The foremost common feature between the two works is how they embrace the theme of nature. Both of them are exemplary specimens of the ‘Land Art’ genre and they attempt to extend human imprint onto the natural world and vice versa. For example, Robert Smithson’s Spiral Jetty is an audacious attempt to create an artificial spiral jetty on the edge of the iconic Salt Lake in Utah. The spiraling quay-like structure spans nearly 1,500 feet in an anti-clockwise fashion. The land art ‘sculpture’ can be construed as a tribute to the unique ecology of the saline lake. Indeed, the choice of mud, basalt rocks and salt crystals were based on their complementary qualities. For example, the basalt rock is naturally black and the salt crystals are of various hues. Together they present a mosaic like appearance. Apart from this attention to aesthetic detail, the Spiral Jetty is of great utilitarian value. Not only does the construction please the eye, but it serves as a medium for experiencing nature intimately. It is not an exaggeration to say that a walk through the spiral till its terminal point is conducive to meditating about the mysteries of nature.
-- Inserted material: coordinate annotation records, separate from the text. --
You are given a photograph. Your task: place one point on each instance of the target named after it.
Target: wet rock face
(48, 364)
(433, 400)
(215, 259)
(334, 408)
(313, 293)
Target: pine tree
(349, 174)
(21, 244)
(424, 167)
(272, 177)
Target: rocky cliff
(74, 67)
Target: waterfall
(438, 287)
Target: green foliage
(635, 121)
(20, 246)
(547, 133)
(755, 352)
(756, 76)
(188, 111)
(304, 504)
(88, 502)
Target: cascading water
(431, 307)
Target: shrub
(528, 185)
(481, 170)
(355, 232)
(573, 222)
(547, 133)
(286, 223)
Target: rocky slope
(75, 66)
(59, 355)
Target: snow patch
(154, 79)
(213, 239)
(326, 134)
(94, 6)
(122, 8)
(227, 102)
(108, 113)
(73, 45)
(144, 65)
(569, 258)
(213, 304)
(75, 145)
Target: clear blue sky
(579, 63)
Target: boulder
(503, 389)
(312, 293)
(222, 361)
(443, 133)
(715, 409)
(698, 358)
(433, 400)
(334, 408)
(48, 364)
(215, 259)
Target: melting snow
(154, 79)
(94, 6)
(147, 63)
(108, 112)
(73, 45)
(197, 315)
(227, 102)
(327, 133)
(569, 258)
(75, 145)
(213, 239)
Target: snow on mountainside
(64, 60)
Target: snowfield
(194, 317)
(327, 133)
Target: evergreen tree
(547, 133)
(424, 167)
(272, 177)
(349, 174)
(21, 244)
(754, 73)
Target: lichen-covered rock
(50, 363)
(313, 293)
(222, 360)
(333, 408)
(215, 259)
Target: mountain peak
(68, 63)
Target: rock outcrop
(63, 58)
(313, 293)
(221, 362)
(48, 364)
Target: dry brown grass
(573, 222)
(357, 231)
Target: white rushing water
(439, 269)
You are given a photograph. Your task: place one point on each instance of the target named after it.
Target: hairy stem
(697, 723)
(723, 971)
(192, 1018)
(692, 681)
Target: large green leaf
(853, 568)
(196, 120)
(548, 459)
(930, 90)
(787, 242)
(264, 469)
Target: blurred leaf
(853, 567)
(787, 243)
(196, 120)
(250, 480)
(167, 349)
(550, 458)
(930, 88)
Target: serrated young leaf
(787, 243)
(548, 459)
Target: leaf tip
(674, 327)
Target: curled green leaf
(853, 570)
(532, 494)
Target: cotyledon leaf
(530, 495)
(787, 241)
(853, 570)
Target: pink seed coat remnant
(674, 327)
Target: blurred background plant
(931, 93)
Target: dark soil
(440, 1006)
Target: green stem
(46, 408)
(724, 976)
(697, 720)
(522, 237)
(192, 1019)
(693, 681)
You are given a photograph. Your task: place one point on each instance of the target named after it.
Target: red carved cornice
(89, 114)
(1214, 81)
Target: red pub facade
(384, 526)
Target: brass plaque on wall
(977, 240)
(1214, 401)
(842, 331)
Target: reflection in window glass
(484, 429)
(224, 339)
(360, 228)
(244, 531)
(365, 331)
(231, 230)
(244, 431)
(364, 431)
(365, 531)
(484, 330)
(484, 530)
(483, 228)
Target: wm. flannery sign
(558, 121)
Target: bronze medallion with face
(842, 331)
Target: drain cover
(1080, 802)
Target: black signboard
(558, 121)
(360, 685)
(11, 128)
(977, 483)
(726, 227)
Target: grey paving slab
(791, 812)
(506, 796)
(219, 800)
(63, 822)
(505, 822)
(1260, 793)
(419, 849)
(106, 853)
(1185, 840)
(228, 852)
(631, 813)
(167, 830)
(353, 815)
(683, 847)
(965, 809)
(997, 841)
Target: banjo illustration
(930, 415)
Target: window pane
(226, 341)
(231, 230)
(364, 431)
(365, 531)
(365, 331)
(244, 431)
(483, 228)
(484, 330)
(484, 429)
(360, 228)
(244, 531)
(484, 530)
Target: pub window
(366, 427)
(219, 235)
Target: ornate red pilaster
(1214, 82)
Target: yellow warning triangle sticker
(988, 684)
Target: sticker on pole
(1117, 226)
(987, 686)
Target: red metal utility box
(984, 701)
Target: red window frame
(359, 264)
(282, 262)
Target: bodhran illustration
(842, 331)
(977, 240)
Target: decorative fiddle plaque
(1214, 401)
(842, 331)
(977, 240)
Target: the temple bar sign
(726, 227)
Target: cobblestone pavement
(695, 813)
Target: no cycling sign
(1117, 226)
Ana Mendieta’s Tree of Life shares the same nature theme with the Spiral Jetty. The Tree of Life specimen in question is part of a series of the same title where the artist makes herself the subject of art. In this work Mendieta applies mud all over her body and poses adjunct to the ancient tree. The symbolism is rich while also retaining an element of intrigue. Mendieta’s works generally reveal her thematic obsession with death, decay and disfigurement – elements that are also written into the conception of the Spiral Jetty. In the Tree of Life, the mud-laden figure hints at human mortality and how no individual can escape the eventual embrace of Mother Earth. Indeed, the dark shade of the mud is contrasted to the lighter background offered by the bark of the grand old tree. This gives the impression that humans have inherited planet earth from time immemorial and our race is as old as Mother Nature herself. Likewise, the uplifted arms and the erect countenance of the female figure represent growth and stability. The association of femininity to growth and wellbeing is a deliberate feminist statement on the part of the artist. In contrast, one cannot read any feminist symbolism in the Spiral Jetty’s construction or functioning.
Finally, there is one aspect in which the two works differ sharply. Smithson’s work is a physical structure whose existence is perennial across time. On the other hand, Mendieta’s can be likened to a still-life photograph which is a visual linked to a particular moment in time. In contrast, far from being a passive artifact, the Spiral Jetty changes in tune with the ecological conditions. For instance, during times of drought in the environs of the Salt Lake, the water level of the lake drops, revealing the structure in all its magnificence. During such phases, the structure calls attention to its own composition. On the other hand, uring times of surplus rainfall, the water submerges partially fully the spiral. When partially submerged the spiral is at union with brimming water.